# Pruning Example
This notebook demonstrates how to use the pruning methods from this tool to compress a model. 

The example uses the MNIST dataset and a simple CNN model. The model is trained and then pruned using the methods in this tool. The pruned model is then evaluated on the test set to see how well it performs.

In [1]:
#Define pytorch model
import os
import sys
import torch
import torch.nn as nn
import torch.nn.utils.prune as prune
import torch.nn.functional as F
import torch.optim as optim
import transformers
import importlib
import inspect
import torchvision.datasets as datasets
import torchvision.transforms as transforms


# Add thesis package to path
sys.path.append("../")

  from .autonotebook import tqdm as notebook_tqdm


In [2]:
# Set device
no_cuda = False
use_cuda = not no_cuda and torch.cuda.is_available()
print(f"Using cuda: {use_cuda}")

device = torch.device("cuda" if use_cuda else "cpu")

Using cuda: False


  return torch._C._cuda_getDeviceCount() > 0


### Load model

In [3]:
model_state = "../models/mnist.pt"
model_class = "models.mnist"


# Import the module class
module = importlib.import_module(model_class)

# Get all classes in the module
classes = [
    obj[1] for obj in inspect.getmembers(module, inspect.isclass)
]

# Import the classes that are Modules
for cls in classes:
    if issubclass(cls, torch.nn.Module):
        # Add the class to this package's variables
        globals()[cls.__name__] = cls

model = torch.load(model_state, map_location=torch.device(device))

Prepare data loaders for training and testing.

In [14]:
# Load MNIST dataset
batch_size = 8
test_batch_size = 1000
use_cuda = False


kwargs = {'num_workers': 1, 'pin_memory': True} if use_cuda else {}
mnist_transform = transform=transforms.Compose([
                           transforms.ToTensor(),
                           transforms.Normalize((0.1307,), (0.3081,))
                       ])
train_loader = torch.utils.data.DataLoader(
    datasets.MNIST('../data', train=True, download=True, transform=mnist_transform,),
    batch_size=batch_size, shuffle=True, **kwargs)
test_loader = torch.utils.data.DataLoader(
    datasets.MNIST('../data', train=False, download=True, transform=mnist_transform,),
    batch_size=test_batch_size, shuffle=True, **kwargs),


Define train and test methods.

In [19]:
epochs = 1
lr = 0.01
momentum = 0.5
log_interval = 10
save_model = True
save_model_path = "../save/mnist_cnn.pt"

In [21]:
#Define the training function
def train(model, device, train_loader, optimizer, epoch):
    model.train()
    for batch_idx, (data, target) in enumerate(train_loader):
        data, target = data.to(device), target.to(device)
        optimizer.zero_grad()
        output = model(data)
        loss = F.nll_loss(output, target)
        loss.backward()
        optimizer.step()
        if batch_idx % 100 == 0:
            print('Train Epoch: {} [{}/{} ({:.0f}%)]\tLoss: {:.6f}'.format(
                epoch, batch_idx * len(data), len(train_loader.dataset),
                100. * batch_idx / len(train_loader), loss.item()))

#Define the test function
def test(model, device, test_loader):
    model.eval()
    test_loss = 0
    correct = 0
    with torch.no_grad():
        for batch_idx, (data, target) in enumerate(test_loader):
            data, target = data.to(device), target.to(device)
            output = model(data)
            test_loss += F.nll_loss(output, target, reduction='sum').item() # sum up batch loss
            pred = output.argmax(dim=1, keepdim=True) # get the index of the max log-probability
            correct += pred.eq(target.view_as(pred)).sum().item()

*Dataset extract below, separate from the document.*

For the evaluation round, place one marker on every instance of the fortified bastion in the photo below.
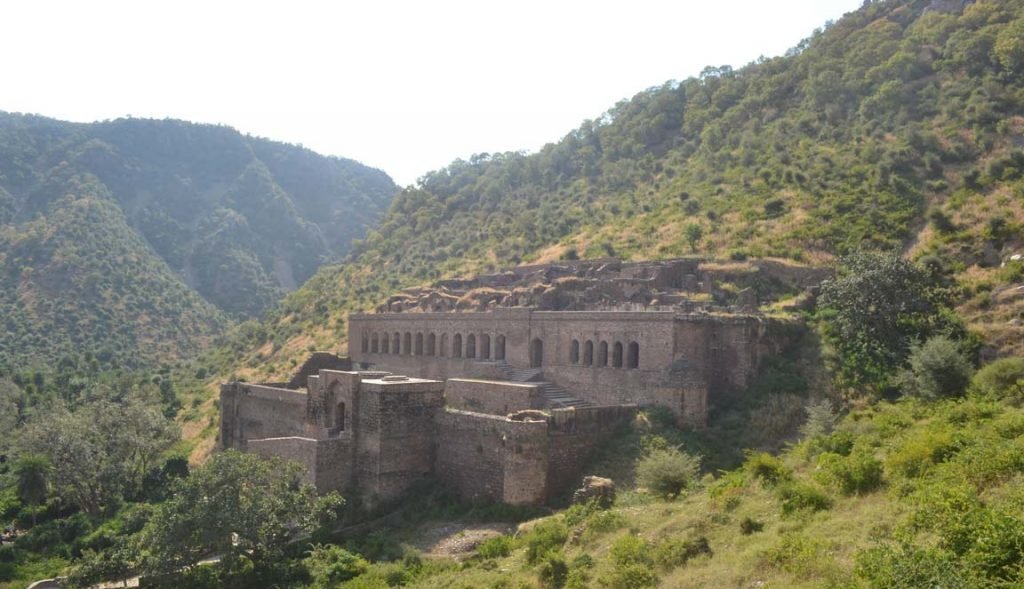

    test_loss /= len(test_loader)

    print('Test set: Average loss: {:.4f}, Accuracy: {}/{} ({:.0f}%)'.format(
        test_loss, correct, len(test_loader.dataset),
        100. * correct / len(test_loader.dataset)))

In [22]:
optimizer = optim.SGD(model.parameters(), lr=lr, momentum=momentum)

for epoch in range(1, epochs + 1):
    # train(model, device, train_loader, optimizer, epoch)
    test(model, device, test_loader)

if (save_model):
    torch.save(model,save_model_path)




AttributeError: 'tuple' object has no attribute 'dataset'

## Pruning

In [None]:
# Test model performance before pruning
print("Before pruning")
test(model, device, test_loader)

# Define the parameters to prune
parameters_to_prune = (
    (model.conv1, 'weight'),
    (model.conv2, 'weight'),
    (model.fc1, 'weight'),
    (model.fc2, 'weight'),
)

prune.global_unstructured(
    parameters_to_prune,
    pruning_method=prune.L1Unstructured,
    amount=0.95,
)

# Test model performance after pruning
print("After pruning")
test(model, device, test_loader)

# Print number of parameters in model
total_params = sum(p.numel() for p in model.parameters())
print(f'{total_params:,} total parameters.')


# Print number of parameters pruned
total_pruned_params = sum(p.numel() for p in model.parameters() if hasattr(p, 'mask'))
print(f'{total_pruned_params:,} parameters pruned ({100 * total_pruned_params / total_params:.2f}% pruned)')

# Print number of parameters remaining
total_unpruned_params = sum(p.numel() for p in model.parameters() if not hasattr(p, 'mask'))
print(f'{total_unpruned_params:,} parameters unpruned ({100 * total_unpruned_params / total_params:.2f}% unpruned)')


Before pruning
Test set: Average loss: 0.0356, Accuracy: 9882/10000 (99%)
After pruning
Test set: Average loss: 0.3147, Accuracy: 9496/10000 (95%)
431,080 total parameters.
0 parameters pruned (0.00% pruned)
431,080 parameters unpruned (100.00% unpruned)